Face aux chiffres publiés depuis des années, l’ancien docteur est surpris « par la radioactivité locale plus ou moins stable. De temps en temps, il y a des pics qui sont liés aux relargages de La Hague dont on retrouve des traces jusqu’au Danemark. L’ACRO a même mis en évidence que la quantité d’eau que les Japonais vont rejeter en 30 ans à Fukushima, La Hague la rejette tous les mois. C’est effrayant. Bien sûr, les teneurs en radioactivité sont faibles mais les êtres vivants les accumulent au fur et à mesure. Je suis d’ailleurs frappé qu’il n’y ait pas de recherches épidémiologiques sur la région, notamment sur la prévalence des cancers thyroïdiens et pédiatriques. C’est un déni collectif et c’est ce qui m’a motivé pour rejoindre l’ACRO. »

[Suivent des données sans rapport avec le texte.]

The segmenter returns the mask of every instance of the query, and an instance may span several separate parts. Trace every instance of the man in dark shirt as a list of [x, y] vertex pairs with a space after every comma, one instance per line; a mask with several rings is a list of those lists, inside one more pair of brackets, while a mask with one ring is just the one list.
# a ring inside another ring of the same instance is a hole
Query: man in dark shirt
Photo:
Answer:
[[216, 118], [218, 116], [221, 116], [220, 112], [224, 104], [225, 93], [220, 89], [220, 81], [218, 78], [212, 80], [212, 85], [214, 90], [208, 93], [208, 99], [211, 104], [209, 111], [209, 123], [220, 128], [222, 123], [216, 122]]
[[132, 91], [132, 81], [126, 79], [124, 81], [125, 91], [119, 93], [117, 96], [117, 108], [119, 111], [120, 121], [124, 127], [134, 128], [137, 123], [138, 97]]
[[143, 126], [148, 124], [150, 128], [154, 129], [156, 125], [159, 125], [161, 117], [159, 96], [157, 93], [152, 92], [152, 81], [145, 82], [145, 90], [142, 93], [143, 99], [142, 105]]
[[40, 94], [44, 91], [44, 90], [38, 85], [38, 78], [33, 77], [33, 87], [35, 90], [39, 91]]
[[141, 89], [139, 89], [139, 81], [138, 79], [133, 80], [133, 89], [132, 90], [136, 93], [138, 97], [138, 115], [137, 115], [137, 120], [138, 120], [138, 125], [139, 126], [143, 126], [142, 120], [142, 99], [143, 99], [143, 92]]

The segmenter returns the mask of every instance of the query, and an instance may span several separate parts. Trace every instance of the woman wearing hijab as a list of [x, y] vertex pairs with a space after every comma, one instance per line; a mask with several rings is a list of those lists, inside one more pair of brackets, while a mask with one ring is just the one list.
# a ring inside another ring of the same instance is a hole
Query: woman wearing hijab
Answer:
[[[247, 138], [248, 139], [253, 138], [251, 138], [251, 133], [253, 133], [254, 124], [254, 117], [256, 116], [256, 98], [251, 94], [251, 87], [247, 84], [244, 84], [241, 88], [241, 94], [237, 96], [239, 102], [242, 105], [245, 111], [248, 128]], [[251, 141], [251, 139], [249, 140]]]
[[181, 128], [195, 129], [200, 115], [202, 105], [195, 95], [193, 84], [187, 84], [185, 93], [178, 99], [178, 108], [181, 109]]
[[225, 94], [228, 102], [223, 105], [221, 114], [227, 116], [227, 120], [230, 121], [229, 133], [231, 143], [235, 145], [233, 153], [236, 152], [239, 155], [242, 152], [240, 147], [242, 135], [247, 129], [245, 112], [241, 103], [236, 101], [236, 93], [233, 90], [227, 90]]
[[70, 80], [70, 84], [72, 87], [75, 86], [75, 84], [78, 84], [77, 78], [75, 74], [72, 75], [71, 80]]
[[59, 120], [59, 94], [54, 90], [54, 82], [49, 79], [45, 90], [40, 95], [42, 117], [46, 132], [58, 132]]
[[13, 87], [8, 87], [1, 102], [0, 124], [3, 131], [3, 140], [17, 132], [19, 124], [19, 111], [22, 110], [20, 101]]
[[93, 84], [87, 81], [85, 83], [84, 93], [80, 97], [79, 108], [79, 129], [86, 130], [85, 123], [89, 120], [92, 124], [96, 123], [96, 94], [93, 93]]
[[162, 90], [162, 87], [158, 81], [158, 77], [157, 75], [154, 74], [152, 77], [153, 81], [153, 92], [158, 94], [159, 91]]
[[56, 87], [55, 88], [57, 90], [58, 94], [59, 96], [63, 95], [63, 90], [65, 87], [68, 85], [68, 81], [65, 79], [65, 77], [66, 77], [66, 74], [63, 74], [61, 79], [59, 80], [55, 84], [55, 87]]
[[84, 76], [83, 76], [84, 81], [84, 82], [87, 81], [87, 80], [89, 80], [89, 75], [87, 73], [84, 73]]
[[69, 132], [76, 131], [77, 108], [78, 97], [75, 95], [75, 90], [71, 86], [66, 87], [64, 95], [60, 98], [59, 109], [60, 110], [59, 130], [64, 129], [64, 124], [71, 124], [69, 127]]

Car, ces bénévoles cherchent avant tout « à cerner, évaluer et surveiller, face à un lobbying puissant de la part d’EDF qui fait qu’une voix interrogative est difficile à entendre, poursuit Pierre Legrand. Et quand on a dans son voisinage une centrale nucléaire, ce sont des finances, des emplois, des infrastructures, etc. Alors, notre démarche est très vite disqualifiée de la part des collectivités et du grand public. Cela ne nous empêche pas de continuer, car l’ACRO n’est pas antinucléaire, mais un laboratoire indépendant qui pose des questions. La première d’entre elles est : peut-on qualifier d’énergie propre une énergie qui produit autant de déchets dangereux et pour si longtemps ? On espère simplement une prise de conscience au lieu de se dire On ne peut pas faire autrement… » La prochaine campagne de prélèvements se déroulera en septembre.